Most‑used platforms (share of adults who use each platform at least occasionally; local estimates)

  • Facebook: 70%
  • YouTube: 78%
  • Instagram: 38%
  • TikTok: 29%
  • Snapchat: 24%
  • Pinterest: 30% (notably higher among women)
  • WhatsApp: 20%
  • X (Twitter): 16%
  • Reddit: 14%
  • LinkedIn: 14%
  • Nextdoor: 7%

Age‑group usage (share of each age group using the platform; local estimates aligned to Pew age patterns)

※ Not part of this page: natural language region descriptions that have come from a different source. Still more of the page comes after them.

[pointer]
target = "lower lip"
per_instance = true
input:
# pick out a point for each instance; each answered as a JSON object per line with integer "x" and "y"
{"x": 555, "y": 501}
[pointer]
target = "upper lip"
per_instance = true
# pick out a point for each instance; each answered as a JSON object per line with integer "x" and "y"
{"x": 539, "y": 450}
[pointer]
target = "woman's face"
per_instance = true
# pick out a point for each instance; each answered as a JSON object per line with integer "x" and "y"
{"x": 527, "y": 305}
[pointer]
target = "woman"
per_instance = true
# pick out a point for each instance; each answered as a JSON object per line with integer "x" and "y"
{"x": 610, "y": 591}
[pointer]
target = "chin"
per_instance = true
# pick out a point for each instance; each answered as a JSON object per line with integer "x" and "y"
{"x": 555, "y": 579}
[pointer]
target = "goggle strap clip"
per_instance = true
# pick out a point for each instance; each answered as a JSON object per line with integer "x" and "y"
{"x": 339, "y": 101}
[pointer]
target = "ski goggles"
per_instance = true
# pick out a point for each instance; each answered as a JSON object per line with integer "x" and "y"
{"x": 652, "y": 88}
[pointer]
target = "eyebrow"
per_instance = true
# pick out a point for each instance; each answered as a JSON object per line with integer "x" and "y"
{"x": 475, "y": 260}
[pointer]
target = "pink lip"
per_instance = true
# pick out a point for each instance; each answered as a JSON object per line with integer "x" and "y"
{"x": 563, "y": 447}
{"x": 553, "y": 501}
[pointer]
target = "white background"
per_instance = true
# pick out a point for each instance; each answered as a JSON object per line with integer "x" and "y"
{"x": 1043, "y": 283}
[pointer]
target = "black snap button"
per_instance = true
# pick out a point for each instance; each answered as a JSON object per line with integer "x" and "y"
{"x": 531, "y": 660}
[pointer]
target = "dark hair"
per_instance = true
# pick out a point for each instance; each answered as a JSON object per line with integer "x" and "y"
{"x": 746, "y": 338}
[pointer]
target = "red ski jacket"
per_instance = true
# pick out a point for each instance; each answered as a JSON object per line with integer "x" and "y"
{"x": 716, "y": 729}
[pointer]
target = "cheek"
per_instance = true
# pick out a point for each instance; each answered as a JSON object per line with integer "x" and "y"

  • Ages 18–29: YouTube ~93%, Instagram ~78%, Snapchat ~70%, TikTok ~62%, Facebook ~55%
  • Ages 30–49: YouTube ~90%, Facebook ~77%, Instagram ~55%, TikTok ~43%, Snapchat ~35%, Pinterest ~40%
  • Ages 50–64: YouTube ~83%, Facebook ~73%, Instagram ~32%, TikTok ~21%, Pinterest ~36%
  • Ages 65+: YouTube ~61%, Facebook ~50%, Instagram ~15%, TikTok ~9%, Pinterest ~20%

Gender breakdown

  • Overall social‑media user base skews slightly female (about 54% women, 46% men), reflecting both population mix and marginally higher usage among women
  • Platform skews:
    • Higher among women: Facebook, Instagram, Pinterest (Pinterest roughly twice as popular with women as men)
    • Higher among men: YouTube (slight), Reddit, X

Behavioral trends

  • Facebook is the community backbone: heavy use of Groups for churches, schools, youth sports, civic info; Marketplace drives local buying/selling
  • Video‑first discovery: TikTok and Instagram Reels are primary for entertainment, local food/retail discovery, and event promotion among under‑45s
  • Messaging > public posting for younger users: Snapchat and Instagram DMs for daily communication; Facebook Messenger for cross‑generational contact
  • Local news and alerts: Facebook Pages and Groups remain the primary channel for weather, road conditions, school updates, and local politics for 40+
  • Shopping and small business: Facebook + Instagram for promotional posts, stories, and live sales; short videos outperform static images
  • Time‑of‑day engagement: peaks before work (early morning) and evenings; weekend mid‑day spikes around events and sports

Notes on method

  • Figures are best‑available local estimates combining 2024 Pew Research U.S. platform usage rates with St. Landry’s age/gender profile and rural broadband patterns (ACS/FCC). Percentages are per‑platform usage among adults and do not sum to 100%.